Por: Alexandre Giesbrecht

Tudo bem que ainda estamos em novembro, e a classificação da liga ainda vai mudar bastante até abril, quando as vagas para os playoffs serão definidas. Pontos perdidos agora ainda podem ser recuperados ao longo dos cerca de sessenta jogos que faltam para cada time. Mas em abril quem ficar fora do palco principal do hóquei sem dúvida vai fazer as contas e se lembrar dos pontos bobos desperdiçados durante a longa caminhada, da mesma maneira que os times no topo do Campeonato Brasileiro deste ano seguem a lamentar as zebras que sofreram, que tornaram este um dos mais disputados de todos os tempos.

Os Bruins vêm capengando neste primeiro quarto de temporada, sofrendo para se manter em meros 50% de aproveitamento depois de largar entre os favoritos no Leste.
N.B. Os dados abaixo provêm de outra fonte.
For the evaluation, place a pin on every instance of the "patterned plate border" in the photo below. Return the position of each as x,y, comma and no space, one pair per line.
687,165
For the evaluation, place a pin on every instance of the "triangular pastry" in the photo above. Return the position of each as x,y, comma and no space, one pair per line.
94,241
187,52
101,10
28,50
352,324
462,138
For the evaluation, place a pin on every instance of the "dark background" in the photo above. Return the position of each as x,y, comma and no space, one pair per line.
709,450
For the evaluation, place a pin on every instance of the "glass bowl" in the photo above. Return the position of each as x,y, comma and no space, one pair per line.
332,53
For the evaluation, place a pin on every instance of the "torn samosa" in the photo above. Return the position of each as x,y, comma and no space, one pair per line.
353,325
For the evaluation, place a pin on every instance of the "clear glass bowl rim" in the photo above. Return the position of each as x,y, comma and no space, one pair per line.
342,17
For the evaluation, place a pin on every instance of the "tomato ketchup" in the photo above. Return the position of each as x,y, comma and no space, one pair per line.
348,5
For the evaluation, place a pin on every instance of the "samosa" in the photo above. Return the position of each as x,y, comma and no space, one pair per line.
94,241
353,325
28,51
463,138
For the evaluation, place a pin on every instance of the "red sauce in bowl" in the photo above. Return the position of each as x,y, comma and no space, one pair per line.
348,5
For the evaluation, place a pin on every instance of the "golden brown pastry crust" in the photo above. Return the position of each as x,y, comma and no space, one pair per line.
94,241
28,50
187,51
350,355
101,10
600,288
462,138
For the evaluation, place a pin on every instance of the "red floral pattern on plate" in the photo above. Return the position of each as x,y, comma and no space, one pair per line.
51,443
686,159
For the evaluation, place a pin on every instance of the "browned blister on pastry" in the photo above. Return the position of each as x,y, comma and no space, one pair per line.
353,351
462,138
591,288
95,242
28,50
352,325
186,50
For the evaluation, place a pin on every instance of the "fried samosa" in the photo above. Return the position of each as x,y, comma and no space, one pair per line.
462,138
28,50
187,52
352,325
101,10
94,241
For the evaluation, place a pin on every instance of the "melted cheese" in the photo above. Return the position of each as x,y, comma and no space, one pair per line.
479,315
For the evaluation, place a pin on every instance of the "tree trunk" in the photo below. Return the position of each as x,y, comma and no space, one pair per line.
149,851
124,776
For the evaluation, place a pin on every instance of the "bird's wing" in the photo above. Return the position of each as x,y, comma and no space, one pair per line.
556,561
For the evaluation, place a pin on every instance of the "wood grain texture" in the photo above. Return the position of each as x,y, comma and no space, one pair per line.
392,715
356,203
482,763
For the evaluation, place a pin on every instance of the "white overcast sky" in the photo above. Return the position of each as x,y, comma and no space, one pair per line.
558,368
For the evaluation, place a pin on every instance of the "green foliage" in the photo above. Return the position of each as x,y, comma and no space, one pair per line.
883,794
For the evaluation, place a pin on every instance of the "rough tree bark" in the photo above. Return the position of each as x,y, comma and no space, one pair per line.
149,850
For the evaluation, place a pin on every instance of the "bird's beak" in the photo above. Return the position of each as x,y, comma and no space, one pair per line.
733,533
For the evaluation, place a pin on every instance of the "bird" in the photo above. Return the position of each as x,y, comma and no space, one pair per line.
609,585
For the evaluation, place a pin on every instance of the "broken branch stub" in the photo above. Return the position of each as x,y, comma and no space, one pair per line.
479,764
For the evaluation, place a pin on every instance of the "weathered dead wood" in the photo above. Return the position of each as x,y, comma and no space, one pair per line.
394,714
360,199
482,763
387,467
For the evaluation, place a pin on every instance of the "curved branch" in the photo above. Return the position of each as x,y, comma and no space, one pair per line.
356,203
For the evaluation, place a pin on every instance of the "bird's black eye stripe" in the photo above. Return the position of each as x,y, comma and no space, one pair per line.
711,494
A vitória que estavam conquistando no último sábado, sobre os Penguins, havia de ser um divisor de águas para o time, a segunda vitória sobre os atuais campeões em cinco dias, e desta vez fora de casa, depois de ficar atrás no placar quatro vezes. Se agora o time não engrenasse, não iria engrenar de jeito algum.

Já os Penguins começaram o campeonato de maneira avassaladora, mas uma série de contusões num ritmo quase ridículo brecaram a campanha. Primeiro caiu Sergei Gonchar, principal zagueiro do time e uma das peças fundamentais da equipe de vantagem numérica. Não por acaso, com ele fora o time chegou a desperdiçar trinta vantagens numéricas consecutivas — incluindo as três contra os Bruins no sábado —, sequência que só seria quebrada na terça-feira, contra os Ducks. Seguiram-se a ele os também zagueiros Alex Goligoski, Kris Letang e Brooks Orpik, sendo que Jay McKee contundiu-se nesta semana e até Mark Eaton chegou a ser dúvida para a partida de quinta-feira, contra os Senators, para completar os seis defensores que iniciaram a temporada como titulares. Isso sem falar nos atacantes Maxime Talbot, Tyler Kennedy e Evgeni Malkin, este retornando justamente contra os Bruins.

Se os Penguins não são os grandes rivais dos Bruins, também não são um adversário que deixe a torcida de Boston indiferente, e pode-se dizer que a recíproca é verdadeira, o que ajuda a explicar por que o Iglu estava mudo naqueles instantes finais de partida. O time da casa tinha aberto o placar, os visitantes empataram e essa toada seguiu até o 4-4, aos 14:13 do terceiro período. Os Bruins finalmente virariam o jogo a dois minutos e meio do fim, e essas últimas voltas do ponteiro não foram acompanhadas por lances que sugerissem uma nova mudança no placar.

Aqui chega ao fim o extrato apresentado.